The performance monitoring concerns the area with the greatest impact i.e. Solar IRradiance. There are other parameters suc as ambient temperature, wind speed & direction, Rainfall could also contribute toward performance of PV plant. All these meteorological parameters shall be continuously monitored to find out the effect of shadowing, soiling and panel temperature on the performance.

To ensure the industry is able to optimize future PV performance, the International Electrotechnical Commission (IEC) released a new standard in 2017: Photovoltic system performance-Part 1: Monitoring (61724-1). This standard details the minimum requirements to achieve a specific classification of the accuracy of the PV plant monitoring.

We as an experts in Meteorological monitoring make measurement affordable. We have launched our brand new developed weather monitoring system PVMX-100 specially for Rooftop Solar PV plants with standard measurement parameters--

PVMX-100 has an innovative and compact design for PV monitoring. This low cost system is very simple to install and to connect to any inverter or SCADA system. It has TCP/IP MODBUS data output for connection with your SCADA network and also has optional datalogging feature in SD Card. We also provide GPRS based data transfer to any cloud server.

The system includes EKO ML-01 Si-pyranometer which is supplied with calibration compliant to the international standards defined by ISO/IEC17025/9847. Panel temperature, Ambient Temperature and other components are also supplied with NABL Accredited certificates.

PVMS-100 is fully compliant with IEC 61724-1 standard and very cost effective solution for developers, EPC contractors, system integrators. We also have additional wind speed & direction, Rainfall data monitoring in PVMX-200 series systems.

The purpose of outdoor PV testing is to compare the available resource to system output and thus to determine efficiency. The efficiency estimate serves as an indication of overall performance and stability. It also serves as a reference for remote diagnostics and need for servicing.

The irradiance measurement for outdoor PV performance monitoring is usually carried out with pyranometers. Some standards suggest using PV reference cells. Reference cells are (with some minor exceptions) unsuitable for proof in bankability and in proof of PV system efficiency. Pyranometers are and will remain the standard for outdoor solar energy monitoring.

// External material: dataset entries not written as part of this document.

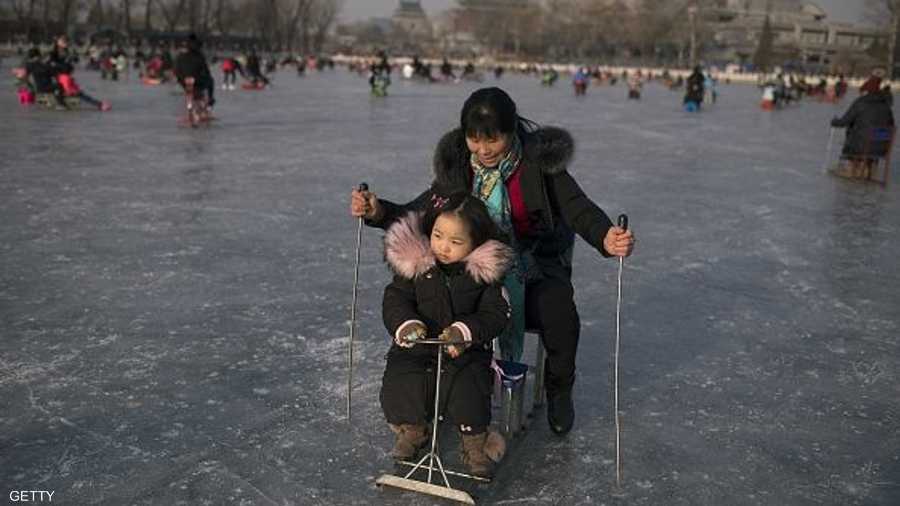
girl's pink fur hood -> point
(408, 252)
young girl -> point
(448, 272)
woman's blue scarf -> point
(489, 186)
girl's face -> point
(450, 239)
(490, 150)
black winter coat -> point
(557, 206)
(695, 87)
(192, 63)
(867, 113)
(438, 295)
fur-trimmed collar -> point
(549, 148)
(408, 253)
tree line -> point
(301, 25)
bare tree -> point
(323, 14)
(65, 14)
(172, 11)
(296, 21)
(24, 11)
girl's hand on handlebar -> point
(364, 204)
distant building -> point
(802, 32)
(411, 18)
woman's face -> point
(490, 150)
(450, 239)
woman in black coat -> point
(541, 207)
(867, 115)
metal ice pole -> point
(362, 187)
(828, 150)
(623, 223)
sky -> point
(354, 10)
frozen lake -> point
(174, 302)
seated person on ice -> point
(448, 276)
(191, 62)
(869, 112)
(61, 64)
(38, 77)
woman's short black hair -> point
(469, 209)
(491, 113)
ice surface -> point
(174, 302)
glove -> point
(412, 332)
(452, 333)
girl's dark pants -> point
(407, 388)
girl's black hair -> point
(490, 112)
(469, 209)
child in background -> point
(448, 276)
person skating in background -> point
(447, 71)
(380, 75)
(254, 71)
(191, 63)
(695, 89)
(61, 62)
(230, 68)
(448, 266)
(867, 114)
(581, 80)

The International Energy Agency (IEA) and ASTM standards for PV monitoring recommend pyranometers for outdoor PV monitoring. PV reference cells do not meet IEC 61724-1 class A requirements for irradiance measurement uncertainty: their directional response makes them systematically overestimate daily radiant exposure in J/m2 (or Whr/m2 ) by more than 2 %, larger on hourly basis.

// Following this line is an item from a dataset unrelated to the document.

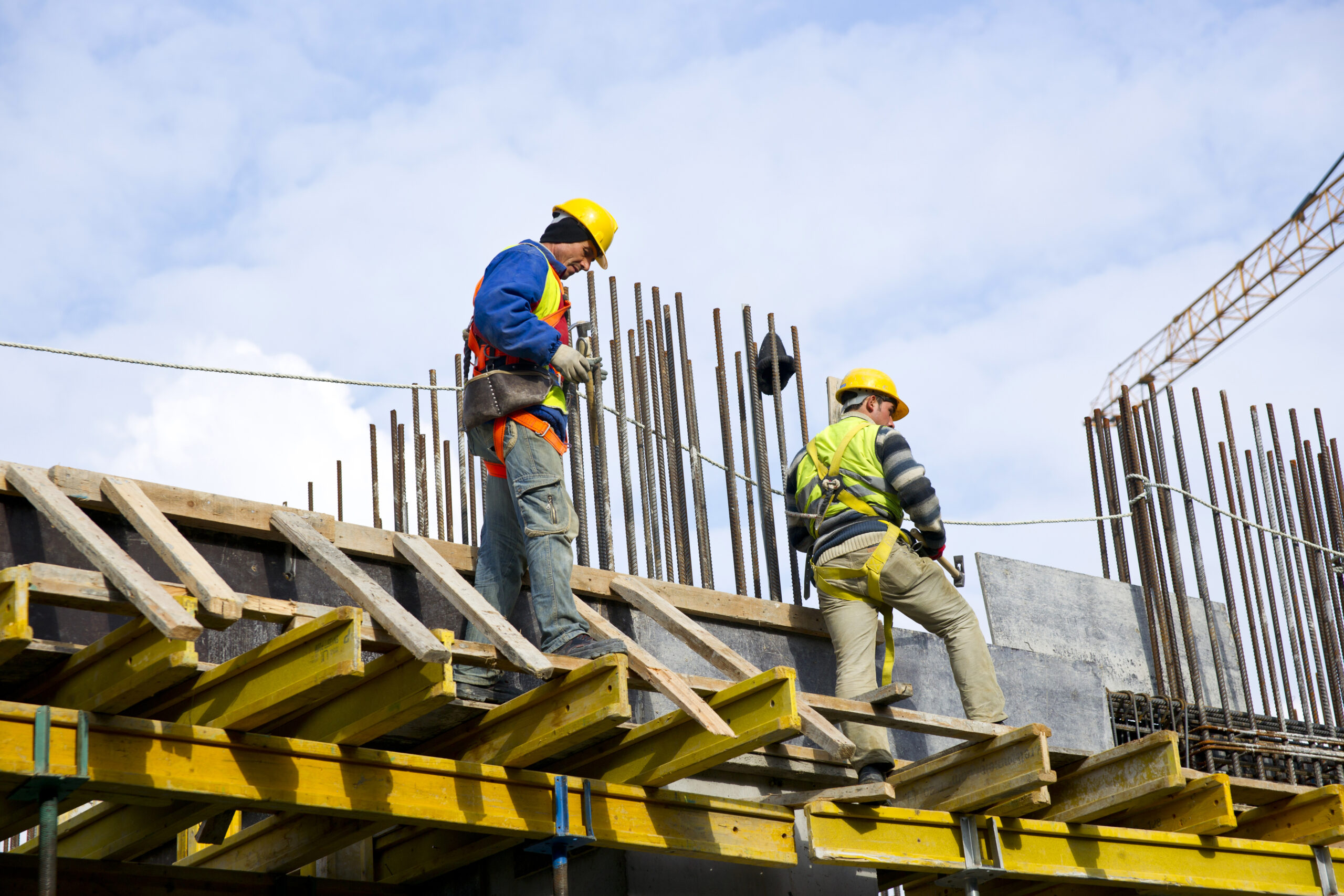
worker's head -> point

Our pyranometer selection guide offers practical guidelines for choosing a pyranometer. The application of pyranometers in PV system performance monitoring according to IEC 61724-1 is highlighted as an example. Sensors specific for diffuse radiation and meteorological networks are also addressed in this selection guide.

A pyrheliometer is used to measure Direct Normal Irradiance (DNI). DNI is defined as the solar radiant flux collected by a plane unit surface normal to the axis pointing towards the centre of the sun, within an optical angular aperture. DNI is composed of the solar irradiance within the extent of the solar disk (half-angle 0.266 1.7 %) plus some circumsolar radiation.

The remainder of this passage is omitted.